Toll-like receptor 4 mediates the vasoconstrictor response initiated by adipose tissue in mice arteries

Abstract

Adipose tissue modulates vascular tone by secreting a number of pro-and anti-inflammatory cytokines including tumour necrosis factor-α (TNFα) and adiponectin, respectively. Toll-like receptor 4 (TLR4) is a major target for lipopolysaccharide and saturated fatty acids, both of which are potent inducers of inflammation. The present study investigated whether or not TLR4 mediates vascular dysfunction induced by obese adipose tissue. Aorta and carotid arteries from 12-week-old wild type mice on standard diet were isolated. White peri-aortic and epididymal adipose tissues from TLR4 mutant mice or wild type littermates fed a high fat diet (HFD) were dissected for ex vivo culture.

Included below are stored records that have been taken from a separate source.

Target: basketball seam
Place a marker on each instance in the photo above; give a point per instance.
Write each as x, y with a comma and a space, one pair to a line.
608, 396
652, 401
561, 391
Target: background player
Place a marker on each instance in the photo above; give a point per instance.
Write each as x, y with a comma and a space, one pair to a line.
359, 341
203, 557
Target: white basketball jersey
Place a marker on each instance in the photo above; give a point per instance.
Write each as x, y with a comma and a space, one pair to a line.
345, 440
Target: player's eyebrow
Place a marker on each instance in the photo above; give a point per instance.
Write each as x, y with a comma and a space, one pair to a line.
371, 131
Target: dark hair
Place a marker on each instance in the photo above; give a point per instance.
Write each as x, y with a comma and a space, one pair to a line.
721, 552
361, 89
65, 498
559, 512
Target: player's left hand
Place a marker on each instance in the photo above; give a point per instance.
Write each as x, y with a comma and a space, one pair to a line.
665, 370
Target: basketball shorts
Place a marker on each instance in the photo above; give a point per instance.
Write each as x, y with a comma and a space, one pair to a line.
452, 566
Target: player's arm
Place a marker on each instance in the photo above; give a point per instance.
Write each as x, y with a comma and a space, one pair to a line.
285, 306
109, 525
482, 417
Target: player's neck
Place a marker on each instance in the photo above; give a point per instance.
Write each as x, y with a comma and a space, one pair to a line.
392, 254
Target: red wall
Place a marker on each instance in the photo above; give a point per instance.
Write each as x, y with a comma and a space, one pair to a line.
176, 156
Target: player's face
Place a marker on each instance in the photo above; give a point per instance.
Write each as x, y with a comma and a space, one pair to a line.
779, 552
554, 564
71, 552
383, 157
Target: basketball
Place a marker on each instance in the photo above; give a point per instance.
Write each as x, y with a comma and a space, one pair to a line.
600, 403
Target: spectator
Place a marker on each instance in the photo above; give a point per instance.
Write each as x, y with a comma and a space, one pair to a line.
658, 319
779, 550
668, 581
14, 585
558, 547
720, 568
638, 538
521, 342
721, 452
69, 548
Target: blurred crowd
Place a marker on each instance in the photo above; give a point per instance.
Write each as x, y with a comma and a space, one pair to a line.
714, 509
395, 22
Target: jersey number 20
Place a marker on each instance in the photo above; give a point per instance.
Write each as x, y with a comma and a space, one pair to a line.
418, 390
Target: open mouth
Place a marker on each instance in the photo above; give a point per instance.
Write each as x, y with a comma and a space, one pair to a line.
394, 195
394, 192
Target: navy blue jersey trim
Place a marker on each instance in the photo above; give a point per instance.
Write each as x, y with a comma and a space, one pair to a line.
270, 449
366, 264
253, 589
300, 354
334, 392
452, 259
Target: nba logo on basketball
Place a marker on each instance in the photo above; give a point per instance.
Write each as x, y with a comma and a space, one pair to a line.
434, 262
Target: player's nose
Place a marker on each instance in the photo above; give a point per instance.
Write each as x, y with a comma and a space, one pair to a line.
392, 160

Isometric tension was measured in artery rings in the absence or presence of conditioned medium collected from the fat explant culture. Several pro- and anti-inflammatory cytokines in adipose tissues were assayed by RT-quantitative PCR. In the presence of N(G)-nitro-L-arginine methyl ester (nitric-oxide synthase inhibitor), epididymal fat from wild type but not TLR4 mutant mice potentiated acetylcholine-mediated endotheliumdependent contraction in carotid arteries. Indomethacin (cyclooxygenase inhibitor) and S18886 (TP receptor antagonist) inhibited the contraction. In addition, inactivation of TLR4 restored the impaired anti-contractrile effect of perivascular fat in aorta caused by HFD feeding. These changes were associated with increased adiponectin expression, but decreased expression of TNFαand interleukin-6 in the adipose tissues of TLR4 mutant mice. Epididymal fat from obese mice facilitates endotheliumdependent contractions to acetylcholine through activation of TLR4, which in turn triggers the release of pro-inflammation cytokines. Perivascular fat from TLR4 mutant mice curtails the contraction possibly by increasing adiponectin.